Remember that culture is essential. In terms of communication, companies learned that digital communications platforms, such as WhatsApp, Facebook Messenger, and WeChat, can be helpful platforms for many consumers as opposed to other messaging applications. As social networking continues to change and evolve, it’s worth investigating what is used locally and catering to these practices.

Localization Boosts Search Results

Unsurprisingly, how consumers find products has changed over time, specifically how businesses are visible to consumers; in a world driven by Google searches, it’s easy to overlook how sophisticated SEO (search engine optimization) has become. 

Not only do potential customers strongly prefer local search features, but search engine companies do too. Algorithms zero in on localized versions of websites to offer the most accurate results within the user’s area. The result is that localized websites with information in a language for a geographic area rank higher on search engine results than non-localized websites. Shifting the geographic, linguistic, and cultural focus toward your customer can offer positive and strategic advantages for your business.

Legal and Regulatory Compliance

In many countries, the need to provide information to consumers in their local language isn’t just part of good customer service; it’s legally required. The European Union has some of the most comprehensive laws in the world regarding website translation, for example. Meanwhile, some parts of the United States have been proactive in passing online language accessibility laws. Because French and English are official languages in Canada, the government requires all content to be translated into both languages. 

Avoiding fines and other negative repercussions may be the highest priority, but proactively including compliance as a part of your localization strategy will ensure you’re meeting the legal requirements of your target market while also establishing trust and goodwill locally.

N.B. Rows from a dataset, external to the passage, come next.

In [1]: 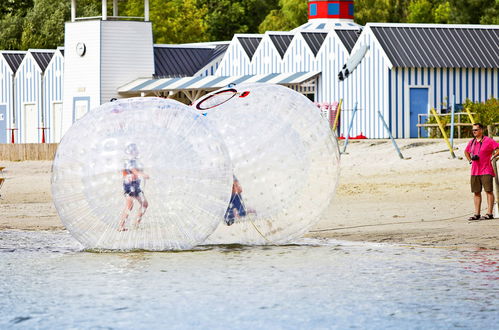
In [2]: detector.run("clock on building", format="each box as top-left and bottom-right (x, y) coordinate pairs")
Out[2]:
(76, 42), (87, 56)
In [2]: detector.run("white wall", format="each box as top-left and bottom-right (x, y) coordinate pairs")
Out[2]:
(100, 21), (154, 104)
(62, 20), (101, 132)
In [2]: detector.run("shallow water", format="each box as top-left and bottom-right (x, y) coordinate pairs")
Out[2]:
(0, 231), (499, 329)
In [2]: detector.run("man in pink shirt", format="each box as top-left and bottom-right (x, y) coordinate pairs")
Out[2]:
(464, 123), (499, 220)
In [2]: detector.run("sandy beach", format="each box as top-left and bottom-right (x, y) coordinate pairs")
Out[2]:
(0, 139), (499, 250)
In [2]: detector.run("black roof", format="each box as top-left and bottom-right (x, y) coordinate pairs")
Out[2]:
(334, 30), (360, 53)
(269, 34), (294, 58)
(29, 50), (54, 72)
(371, 25), (499, 68)
(154, 44), (228, 78)
(2, 52), (26, 72)
(237, 37), (262, 60)
(301, 32), (327, 56)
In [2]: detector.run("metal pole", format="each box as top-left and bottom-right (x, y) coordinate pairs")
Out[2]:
(378, 110), (404, 159)
(341, 102), (357, 154)
(144, 0), (149, 22)
(431, 108), (456, 158)
(450, 95), (455, 150)
(71, 0), (76, 22)
(333, 99), (343, 131)
(464, 108), (475, 125)
(102, 0), (107, 21)
(492, 157), (499, 218)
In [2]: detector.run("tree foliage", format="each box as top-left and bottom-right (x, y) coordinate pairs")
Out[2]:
(258, 0), (308, 33)
(124, 0), (209, 43)
(198, 0), (278, 40)
(21, 0), (70, 49)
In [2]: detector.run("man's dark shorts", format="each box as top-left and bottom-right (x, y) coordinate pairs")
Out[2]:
(470, 174), (494, 193)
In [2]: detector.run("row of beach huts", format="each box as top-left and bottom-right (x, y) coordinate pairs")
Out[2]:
(0, 48), (64, 143)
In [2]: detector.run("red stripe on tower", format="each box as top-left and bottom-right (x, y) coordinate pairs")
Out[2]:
(308, 0), (353, 20)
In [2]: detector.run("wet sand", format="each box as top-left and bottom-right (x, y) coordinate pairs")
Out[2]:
(0, 140), (499, 250)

Additional Benefits of Localization

When customers feel that your product or service is designed with them in mind and presented in a language they feel comfortable with, customer engagement improves exponentially. But that’s not the sole benefit that localization brings to companies.

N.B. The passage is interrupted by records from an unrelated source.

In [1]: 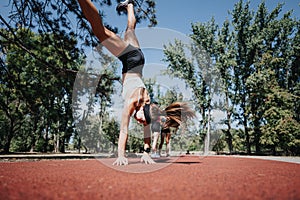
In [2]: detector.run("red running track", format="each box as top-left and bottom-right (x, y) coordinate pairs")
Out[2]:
(0, 156), (300, 200)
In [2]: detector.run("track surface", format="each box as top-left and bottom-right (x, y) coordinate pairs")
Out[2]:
(0, 156), (300, 200)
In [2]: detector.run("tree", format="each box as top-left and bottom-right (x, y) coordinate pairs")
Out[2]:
(164, 0), (300, 154)
(0, 0), (157, 153)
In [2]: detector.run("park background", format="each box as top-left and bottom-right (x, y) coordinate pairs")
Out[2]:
(0, 0), (300, 155)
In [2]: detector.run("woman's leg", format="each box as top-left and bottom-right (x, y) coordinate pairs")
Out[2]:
(78, 0), (128, 56)
(166, 133), (171, 157)
(158, 133), (165, 155)
(124, 3), (140, 48)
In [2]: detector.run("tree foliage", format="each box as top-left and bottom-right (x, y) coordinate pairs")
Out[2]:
(0, 0), (156, 153)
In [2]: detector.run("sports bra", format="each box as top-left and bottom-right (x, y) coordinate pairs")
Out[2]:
(118, 44), (145, 75)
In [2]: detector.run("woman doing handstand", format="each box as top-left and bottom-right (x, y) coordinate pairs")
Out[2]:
(78, 0), (196, 165)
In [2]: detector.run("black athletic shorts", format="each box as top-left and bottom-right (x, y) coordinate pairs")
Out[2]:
(118, 44), (145, 74)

A more substantial reputation: Entering new markets is challenging even for the most sophisticated worldwide brands because establishing familiarity and trust is challenging. Investing to develop a robust localized presence can enhance your brand reputation significantly. Values like diversity, inclusivity, and respect are easier to demonstrate through increased visibility and expanded geographic presence, and positive media coverage almost always follows.

Design that works across borders: Because so much of the focus for localization is on language and translation, it’s easy to forget that the very localization process can lead to improvements in your business infrastructure. Working with a language services provider (LSP) and your web designer offers advantages in terms of usability. For customers who read right-to-left, such as Arabic or Hebrew speakers, or have other cultural considerations regarding how they perceive and comprehend information, localization can make your brand more engaging for all your customers.

Reduced costs: A localization strategy is a significant investment; some companies haven’t reached the level they need to localize to achieve success. However, localization inevitably pays financial rewards. Reaching a larger consumer pool can mean more sales and a better bottom line, depending on your target locale and the nature of your business. Setting up different service levels, testing out projects, and working with a language partner to automate your localization process can all help support a robust and cost-effective localization strategy.

Higher Engagement is One Step Away

Investing in localization is the first step toward establishing new markets, but the advantages to your business are multifold. Improving customer engagement with quality translations, shifting toward authentically serving the customer, and making local connections all help consumers feel like they can trust your business, both now and in the future. When customers can purchase products or services via their usual methods and feel comfortable with your presence on familiar platforms, engagement in your company is bound to grow.